The unconsciously incompetent doesn’t know he’s the monkey. He is not culturally aware.

The consciously incompetent knows she’s the monkey but doesn’t try to integrate. She is culturally aware but is stubborn to change.

The consciously competent makes deliberate efforts to be culturally sensitive. He is culturally aware and is trying to actively integrate.

And, lastly, the unconsciously competent has fully integrated. Cultural sensitivity becomes natural to her, and she no longer must think about how to act or behave around the host culture. She just does it.

Example 1: Awareness Inaction

I once worked with a conscious incompetent. This individual’s foreign integration was being aided through cultural awareness and language training. When he wasn’t grasping the language as quickly as he wanted to, he became frustrated with the language instructor. In fact, he had a shouting match with said instructor and deemed the culture “inept” during cultural awareness lessons.

Two years later, I met this same man as he was finishing his contract. The entire two years he’d been involved in the program, he’d not advanced his language beyond the proficiency of the initial three-month course, nor had he initiated any projects at site. He blamed his hosts for a lack of interest.

In the end, he only had bad things to say about the host country, the program, the community in which he’d lived, and the colleagues with which he’d worked. And I’m sure they didn’t have too many positive things to say about him.

This is conscious incompetence in a nutshell: an awareness of cultural differences, but a refusal to integrate. And the result is zero self-growth and complete inaction regarding project developments and cross-cultural understanding.

Example 2: Awareness in Action

In that same program, I met a woman who came to the host country with no knowledge of the language. She was active in learning during the three-month language training and was adamant about presenting herself with cross-cultural sensitivity.

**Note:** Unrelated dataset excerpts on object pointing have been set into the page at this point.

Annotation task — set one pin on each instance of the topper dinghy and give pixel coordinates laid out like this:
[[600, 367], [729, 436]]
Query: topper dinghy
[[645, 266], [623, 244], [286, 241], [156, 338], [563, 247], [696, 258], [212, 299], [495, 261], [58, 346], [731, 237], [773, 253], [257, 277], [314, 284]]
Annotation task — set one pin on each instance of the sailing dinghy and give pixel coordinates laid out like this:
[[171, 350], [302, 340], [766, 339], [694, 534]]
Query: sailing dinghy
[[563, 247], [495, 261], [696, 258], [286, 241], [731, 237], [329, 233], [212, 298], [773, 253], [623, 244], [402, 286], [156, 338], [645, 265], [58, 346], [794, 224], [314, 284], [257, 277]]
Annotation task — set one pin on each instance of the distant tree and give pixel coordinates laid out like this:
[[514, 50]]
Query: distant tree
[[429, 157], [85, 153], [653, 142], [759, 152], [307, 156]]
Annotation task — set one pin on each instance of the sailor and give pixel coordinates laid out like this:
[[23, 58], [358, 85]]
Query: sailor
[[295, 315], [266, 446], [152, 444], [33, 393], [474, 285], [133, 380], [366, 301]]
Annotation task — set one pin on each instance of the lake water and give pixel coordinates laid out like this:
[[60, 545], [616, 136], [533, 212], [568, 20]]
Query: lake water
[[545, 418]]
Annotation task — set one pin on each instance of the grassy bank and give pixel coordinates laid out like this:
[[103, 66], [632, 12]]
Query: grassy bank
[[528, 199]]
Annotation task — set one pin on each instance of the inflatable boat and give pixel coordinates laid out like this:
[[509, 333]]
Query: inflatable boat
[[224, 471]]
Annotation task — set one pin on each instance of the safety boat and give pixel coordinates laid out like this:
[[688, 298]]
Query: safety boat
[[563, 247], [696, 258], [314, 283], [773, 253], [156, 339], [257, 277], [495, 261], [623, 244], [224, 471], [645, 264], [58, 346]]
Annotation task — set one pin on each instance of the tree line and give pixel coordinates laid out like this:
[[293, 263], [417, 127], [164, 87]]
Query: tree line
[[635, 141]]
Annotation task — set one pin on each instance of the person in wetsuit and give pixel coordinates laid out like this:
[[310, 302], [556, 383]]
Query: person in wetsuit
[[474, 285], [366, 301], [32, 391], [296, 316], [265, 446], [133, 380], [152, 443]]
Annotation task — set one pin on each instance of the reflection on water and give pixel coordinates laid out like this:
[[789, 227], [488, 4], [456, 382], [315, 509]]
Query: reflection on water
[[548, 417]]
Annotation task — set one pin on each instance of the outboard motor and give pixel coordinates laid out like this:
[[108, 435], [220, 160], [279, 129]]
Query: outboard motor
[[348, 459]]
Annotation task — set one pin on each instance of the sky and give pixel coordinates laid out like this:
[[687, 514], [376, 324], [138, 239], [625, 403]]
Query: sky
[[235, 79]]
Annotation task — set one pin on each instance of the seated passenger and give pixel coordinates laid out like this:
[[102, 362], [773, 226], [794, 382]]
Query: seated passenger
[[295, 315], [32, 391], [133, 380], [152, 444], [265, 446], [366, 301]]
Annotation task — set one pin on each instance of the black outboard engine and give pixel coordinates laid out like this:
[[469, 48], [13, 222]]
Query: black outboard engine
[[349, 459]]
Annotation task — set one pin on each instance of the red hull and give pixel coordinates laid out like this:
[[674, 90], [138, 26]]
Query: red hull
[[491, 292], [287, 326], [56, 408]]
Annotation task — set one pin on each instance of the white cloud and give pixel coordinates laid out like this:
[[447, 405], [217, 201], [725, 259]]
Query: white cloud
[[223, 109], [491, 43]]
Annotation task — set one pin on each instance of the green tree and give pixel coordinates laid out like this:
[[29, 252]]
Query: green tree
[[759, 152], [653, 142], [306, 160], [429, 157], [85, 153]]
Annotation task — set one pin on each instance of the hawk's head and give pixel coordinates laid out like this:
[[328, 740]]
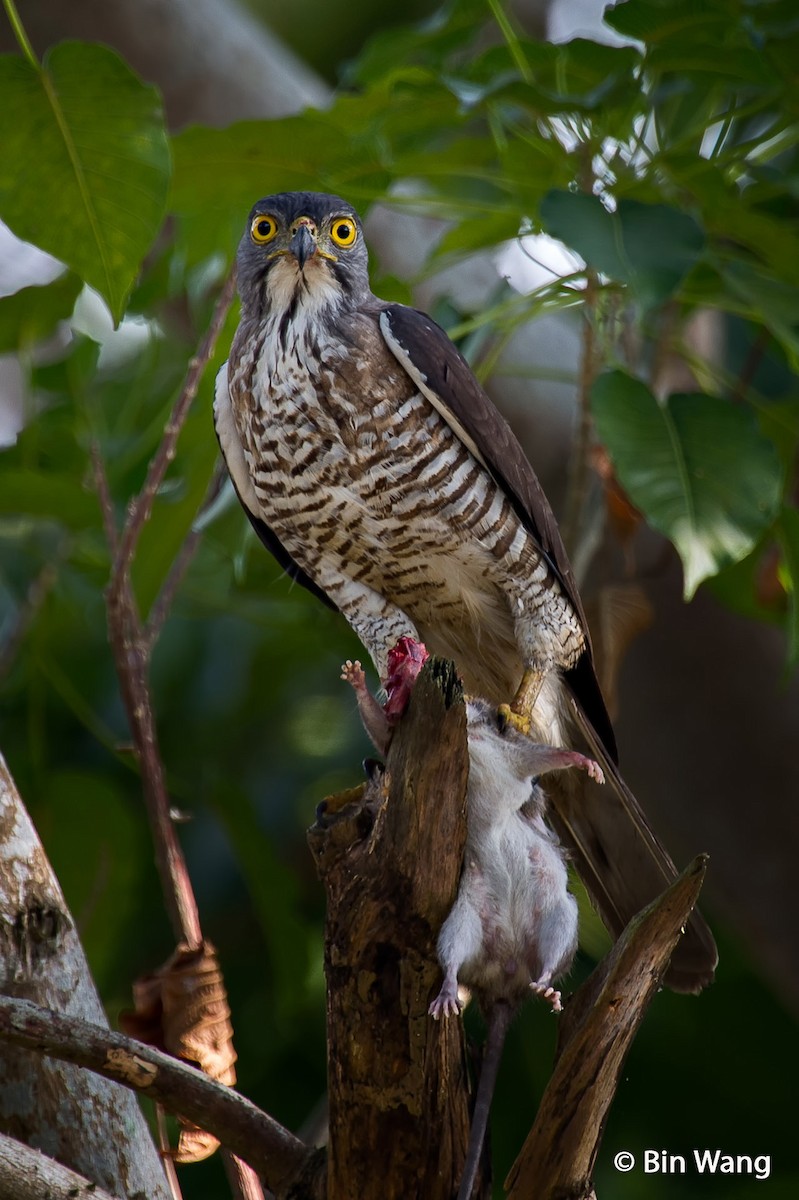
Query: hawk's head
[[301, 249]]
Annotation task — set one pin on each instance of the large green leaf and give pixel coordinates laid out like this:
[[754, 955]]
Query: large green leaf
[[84, 169], [696, 466]]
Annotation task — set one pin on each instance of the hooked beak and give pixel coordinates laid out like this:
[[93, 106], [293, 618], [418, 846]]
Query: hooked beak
[[302, 245]]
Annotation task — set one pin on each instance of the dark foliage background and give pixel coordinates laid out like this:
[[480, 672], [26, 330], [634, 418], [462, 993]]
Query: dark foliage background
[[668, 167]]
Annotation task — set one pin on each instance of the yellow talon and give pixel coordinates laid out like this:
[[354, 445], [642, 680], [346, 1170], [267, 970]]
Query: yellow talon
[[520, 721]]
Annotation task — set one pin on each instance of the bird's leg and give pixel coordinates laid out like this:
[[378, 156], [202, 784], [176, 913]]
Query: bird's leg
[[406, 660], [520, 711], [372, 715]]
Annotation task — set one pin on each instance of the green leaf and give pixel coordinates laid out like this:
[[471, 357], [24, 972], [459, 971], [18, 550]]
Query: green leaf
[[650, 247], [47, 495], [788, 534], [84, 169], [32, 313], [696, 466]]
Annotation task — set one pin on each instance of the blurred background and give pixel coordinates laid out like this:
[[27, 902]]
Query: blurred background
[[256, 726]]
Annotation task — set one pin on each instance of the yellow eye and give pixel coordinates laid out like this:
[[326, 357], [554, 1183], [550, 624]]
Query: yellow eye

She faced similar cultural issues at site as the man had. Sometimes there was a general lack of interest in her ideas and lackluster motivation from her colleagues. But utilizing her conscious competence, she rallied her host site around her, wrote a grant, ran a summer camp, put on a cultural afterschool program, and was extremely active in her community. She also continued to work on her language and, by the end of her term, had advanced to intermediate language proficiency.

She had grown personally, had provided great value to her school and community, and had left a positive imprint in the memories of all those who worked with her. And, by the end of her two-year contract, she’d achieved stage 3 in her cultural awareness and was well on her way to stage 4: unconscious competence. Her cultural sensitivity had become natural; she no longer had to think before acting.

This is the difference between awareness inaction and awareness in action. The key to making your awareness active is to Accept, Adapt, and Adopt your host culture.